In a note to the judge read out in a Sydney court about 1pm, the jurors said they were each ‘firm and resolute’ in their verdicts.
When the jury foreperson was asked if they could reach a unanimous verdict on the outstanding charges given further time, he said: ‘Definitely not’.
Judge Nicole Noman then ordered the Sydney jury to try to reach an 11 to 1 majority verdict on the charges.
The jury is in its sixth day of deliberations over the sexual assault claims against the suspended St George Illawarra forward, 30, and his mate, 24.
Both pleaded not guilty to the charges, claiming they had consensual sex with the 19-year-old alleged victim in December 2018.
The single verdict the jury has been able to reach relates to an allegation de Belin anally raped a 19-year-old woman while Sinclair is in another room.
Callan Sinclair outside court last week. The amateur footballer is also facing a series of charges
However the verdict reached remains a mystery, with Judge Noman keeping the decision under wraps until the jury reaches a position on the remaining charges.

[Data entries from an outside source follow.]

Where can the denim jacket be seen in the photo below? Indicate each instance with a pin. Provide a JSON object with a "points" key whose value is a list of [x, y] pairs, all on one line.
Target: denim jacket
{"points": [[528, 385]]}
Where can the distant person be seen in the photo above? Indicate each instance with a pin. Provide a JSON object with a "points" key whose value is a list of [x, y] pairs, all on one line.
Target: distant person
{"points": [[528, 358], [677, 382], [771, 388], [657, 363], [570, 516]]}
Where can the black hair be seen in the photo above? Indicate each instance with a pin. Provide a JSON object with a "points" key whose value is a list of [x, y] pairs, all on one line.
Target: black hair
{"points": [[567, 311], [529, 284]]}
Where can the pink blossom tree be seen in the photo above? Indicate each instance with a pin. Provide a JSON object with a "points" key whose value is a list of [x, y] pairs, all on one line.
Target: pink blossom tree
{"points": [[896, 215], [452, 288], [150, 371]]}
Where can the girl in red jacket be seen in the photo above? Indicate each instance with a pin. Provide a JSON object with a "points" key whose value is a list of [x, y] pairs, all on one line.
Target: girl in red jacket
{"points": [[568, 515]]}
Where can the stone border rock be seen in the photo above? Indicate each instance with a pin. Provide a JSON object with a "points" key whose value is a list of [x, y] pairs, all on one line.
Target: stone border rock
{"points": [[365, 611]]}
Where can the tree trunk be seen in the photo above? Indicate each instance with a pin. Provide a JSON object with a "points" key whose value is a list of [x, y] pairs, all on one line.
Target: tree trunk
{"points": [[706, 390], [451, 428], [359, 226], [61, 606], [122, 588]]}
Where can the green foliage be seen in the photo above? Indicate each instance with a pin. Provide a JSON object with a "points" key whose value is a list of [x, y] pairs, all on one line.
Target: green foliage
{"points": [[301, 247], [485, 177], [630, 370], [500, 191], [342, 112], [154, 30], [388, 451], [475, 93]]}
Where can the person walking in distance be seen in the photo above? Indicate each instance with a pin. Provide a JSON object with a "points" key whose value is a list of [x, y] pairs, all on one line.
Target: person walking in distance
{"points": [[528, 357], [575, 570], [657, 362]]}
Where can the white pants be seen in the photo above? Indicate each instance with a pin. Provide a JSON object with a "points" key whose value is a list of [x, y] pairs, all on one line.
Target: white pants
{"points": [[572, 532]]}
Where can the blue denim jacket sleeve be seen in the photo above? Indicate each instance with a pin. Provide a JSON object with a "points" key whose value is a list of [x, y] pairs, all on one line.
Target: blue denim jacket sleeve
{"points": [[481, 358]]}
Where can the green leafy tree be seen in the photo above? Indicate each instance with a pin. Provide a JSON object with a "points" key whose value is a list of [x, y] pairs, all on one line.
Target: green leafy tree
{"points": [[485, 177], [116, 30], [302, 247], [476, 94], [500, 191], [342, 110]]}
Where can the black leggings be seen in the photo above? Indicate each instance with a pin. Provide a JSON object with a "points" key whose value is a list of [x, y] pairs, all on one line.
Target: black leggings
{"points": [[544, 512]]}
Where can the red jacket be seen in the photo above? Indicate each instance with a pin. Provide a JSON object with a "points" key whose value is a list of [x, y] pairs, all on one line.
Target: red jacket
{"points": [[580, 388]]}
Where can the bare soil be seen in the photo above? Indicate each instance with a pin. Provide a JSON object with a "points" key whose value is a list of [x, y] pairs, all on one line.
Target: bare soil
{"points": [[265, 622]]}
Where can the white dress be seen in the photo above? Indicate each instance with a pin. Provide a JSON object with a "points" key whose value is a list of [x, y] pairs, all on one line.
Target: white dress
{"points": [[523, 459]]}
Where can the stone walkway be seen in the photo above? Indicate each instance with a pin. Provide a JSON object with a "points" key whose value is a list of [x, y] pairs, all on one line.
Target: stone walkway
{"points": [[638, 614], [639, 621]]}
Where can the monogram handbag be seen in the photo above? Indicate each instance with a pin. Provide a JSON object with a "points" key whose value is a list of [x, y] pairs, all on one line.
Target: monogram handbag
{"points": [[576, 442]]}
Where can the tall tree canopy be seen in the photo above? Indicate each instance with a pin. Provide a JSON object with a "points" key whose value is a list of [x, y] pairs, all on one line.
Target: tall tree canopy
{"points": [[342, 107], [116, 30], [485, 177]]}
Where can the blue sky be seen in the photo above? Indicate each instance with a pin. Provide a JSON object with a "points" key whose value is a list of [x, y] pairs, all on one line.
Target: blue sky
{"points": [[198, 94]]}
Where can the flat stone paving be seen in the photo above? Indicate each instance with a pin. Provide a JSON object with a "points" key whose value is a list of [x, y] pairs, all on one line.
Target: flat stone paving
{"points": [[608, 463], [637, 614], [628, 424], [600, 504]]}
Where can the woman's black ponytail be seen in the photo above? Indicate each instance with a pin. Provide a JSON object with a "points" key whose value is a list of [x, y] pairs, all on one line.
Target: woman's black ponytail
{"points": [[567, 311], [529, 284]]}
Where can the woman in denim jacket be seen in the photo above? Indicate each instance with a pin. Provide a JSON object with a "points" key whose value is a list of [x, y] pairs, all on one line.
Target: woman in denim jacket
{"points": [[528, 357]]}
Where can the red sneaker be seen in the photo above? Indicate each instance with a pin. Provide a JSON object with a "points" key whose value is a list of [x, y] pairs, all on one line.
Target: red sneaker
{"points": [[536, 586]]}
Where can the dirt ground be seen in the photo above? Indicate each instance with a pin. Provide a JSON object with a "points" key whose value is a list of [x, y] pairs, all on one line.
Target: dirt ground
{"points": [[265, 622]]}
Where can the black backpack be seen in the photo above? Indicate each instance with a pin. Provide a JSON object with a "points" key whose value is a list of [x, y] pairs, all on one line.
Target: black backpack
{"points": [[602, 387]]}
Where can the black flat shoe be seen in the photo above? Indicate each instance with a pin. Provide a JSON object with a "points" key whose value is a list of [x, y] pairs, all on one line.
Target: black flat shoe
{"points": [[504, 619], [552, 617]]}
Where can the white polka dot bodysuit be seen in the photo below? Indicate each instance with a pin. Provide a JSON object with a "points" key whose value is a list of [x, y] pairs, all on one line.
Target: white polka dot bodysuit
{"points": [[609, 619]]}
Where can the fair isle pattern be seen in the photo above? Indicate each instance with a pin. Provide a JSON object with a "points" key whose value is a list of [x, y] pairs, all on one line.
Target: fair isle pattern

In an earlier note to the judge read in court on Monday, the jury said they have ‘been through a rigorous process of examining all of the evidence proferred in the trial’.
But they said they did not believe it was possible to reach a verdict on the other charges.
‘I don’t propose to take your verdict in relation to Count Six at this stage,’ the judge said. The judge said past experience showed juries can often agree if given enough time to consider and discuss the issues.
‘But if, after calmly considering the evidence and listening to the opinions of other jurors, you cannot honestly agree with the conclusions of other jurors, you must give effect to your own view of the evidence,’ she said.
Over a 13-day trial, the jury heard claims that the teenager, who already knew Sinclair, met de Belin on the dancefloor during Wollongong’s Santa Public Crawl.
The court heard the trio then travelled to an apartment in North Wollongong. There, de Belin allegedly attacked the woman in the bedroom of the unit after using the bathroom, the jury was told.
The woman said she told the men to stop and then ‘just let it happen’, crying as the men ‘took turns’.
The men both testified the sexual encounter was consensual, with the woman acting ‘normal’ and appearing to enjoy it.
The St George Illawarra forward, 30, has been benched while facing the charges in court
At trial, prosecutors said the accused men’s evidence was ‘sprinkled’ with words and actions ‘to turn the narrative into a false picture of a consensual sexual encounter.’
‘They just went too far and it became inherently implausible,’ said prosecutor David Scully.
In closing submissions, de Belin’s lawyer dubbed the accuser ‘inherently unreliable’.
‘This woman is the sort of person who takes a grain of fact and then moulds it, changes it, distorts it and uses it to tell a tale,’ David Campbell SC told jurors more than a week ago.
Sinclair’s lawyer reminded the jury their decision should not be about sympathy, emotion or even whether the woman was lying.
‘Not guilty means you’re not satisfied the Crown has proved its case beyond reasonable doubt,’ Sharyn Hall said.
The deliberations continue at the Downing Centre District Court.